More than 13 years after the near disaster that triggered urgent government demands to defend commercial airliners from shoulder-launched missile attack, a solution is finally in hand, defense and industry sources said.
Israel’s Defense Ministry announced Wednesday that SkyShield, developed by Elbit Systems, had successfully concluded operational tests and is certified for commercial use to counter the growing threat of man-portable surface-to-air missile systems (MANPADS).
“SkyShield has been validated under the most complex and sophisticated testing conditions ever conducted in Israel and is now ready to protect Israeli airlines,” said Israel Air Force Brig.

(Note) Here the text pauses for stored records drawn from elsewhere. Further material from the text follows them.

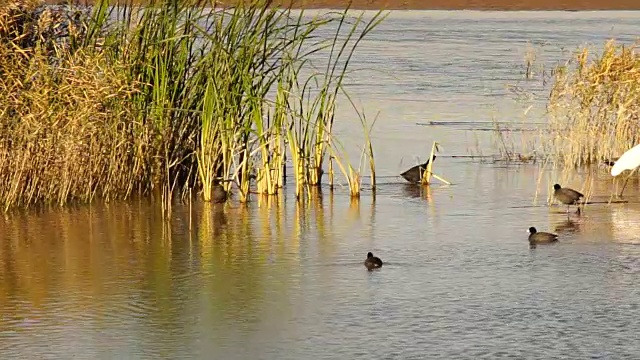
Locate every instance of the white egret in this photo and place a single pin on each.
(630, 160)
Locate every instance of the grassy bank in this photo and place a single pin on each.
(594, 106)
(167, 99)
(494, 5)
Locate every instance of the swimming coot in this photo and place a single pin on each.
(536, 237)
(219, 195)
(372, 262)
(414, 175)
(567, 196)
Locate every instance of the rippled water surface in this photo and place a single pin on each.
(286, 281)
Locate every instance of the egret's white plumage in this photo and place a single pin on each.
(628, 161)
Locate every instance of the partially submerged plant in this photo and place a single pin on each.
(171, 96)
(594, 106)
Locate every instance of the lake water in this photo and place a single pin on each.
(283, 280)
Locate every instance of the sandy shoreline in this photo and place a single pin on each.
(502, 5)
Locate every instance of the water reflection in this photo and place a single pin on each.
(283, 279)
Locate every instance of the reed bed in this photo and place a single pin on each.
(594, 106)
(168, 98)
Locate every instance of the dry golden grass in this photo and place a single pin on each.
(594, 106)
(65, 133)
(85, 112)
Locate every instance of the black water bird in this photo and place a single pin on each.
(372, 262)
(541, 237)
(219, 195)
(567, 196)
(414, 175)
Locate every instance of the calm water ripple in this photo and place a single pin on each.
(287, 282)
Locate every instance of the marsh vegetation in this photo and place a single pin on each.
(170, 99)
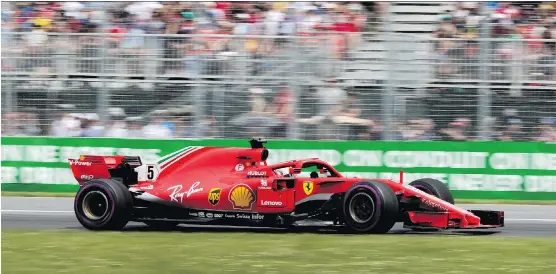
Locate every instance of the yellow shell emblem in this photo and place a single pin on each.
(242, 197)
(308, 187)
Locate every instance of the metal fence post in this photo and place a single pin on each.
(293, 128)
(387, 108)
(103, 96)
(484, 100)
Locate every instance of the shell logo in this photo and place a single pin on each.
(242, 197)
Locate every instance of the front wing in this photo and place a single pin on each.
(448, 220)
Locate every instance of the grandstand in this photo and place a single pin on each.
(399, 67)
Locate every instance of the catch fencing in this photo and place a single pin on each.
(318, 86)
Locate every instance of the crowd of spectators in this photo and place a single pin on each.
(342, 22)
(339, 22)
(510, 21)
(522, 61)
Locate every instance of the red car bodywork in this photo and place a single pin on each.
(229, 182)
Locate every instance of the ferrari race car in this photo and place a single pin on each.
(236, 186)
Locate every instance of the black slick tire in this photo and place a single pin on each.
(103, 204)
(370, 207)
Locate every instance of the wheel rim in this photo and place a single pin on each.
(95, 205)
(361, 207)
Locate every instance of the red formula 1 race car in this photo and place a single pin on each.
(236, 186)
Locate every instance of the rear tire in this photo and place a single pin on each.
(103, 204)
(370, 207)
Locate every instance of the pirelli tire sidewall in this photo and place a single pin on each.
(119, 204)
(385, 211)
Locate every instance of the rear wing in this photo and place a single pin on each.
(89, 167)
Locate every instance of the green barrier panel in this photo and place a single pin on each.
(472, 170)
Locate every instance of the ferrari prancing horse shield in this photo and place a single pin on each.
(308, 187)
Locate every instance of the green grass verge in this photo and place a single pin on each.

Gen. Eitan Eshel, director of research and development at Israel’s MoD.
Also known as C-MUSIC, a commercial version of Elbit’s multi-spectral infrared countermeasure, SkyShield uses advanced laser technology and thermal imaging to deflect incoming threats by way of jamming.
Funded by Israel’s Transportation Ministry and managed by MoD in cooperation with Israel’s Civil Aviation Authority, SkyShield is the government’s belated response to a failed November 2002 attack in Mombasa, Kenya. In that event, terrorists targeted an Israeli charter flight with SA-7 missiles that narrowly missed the aircraft and the 261 people on board.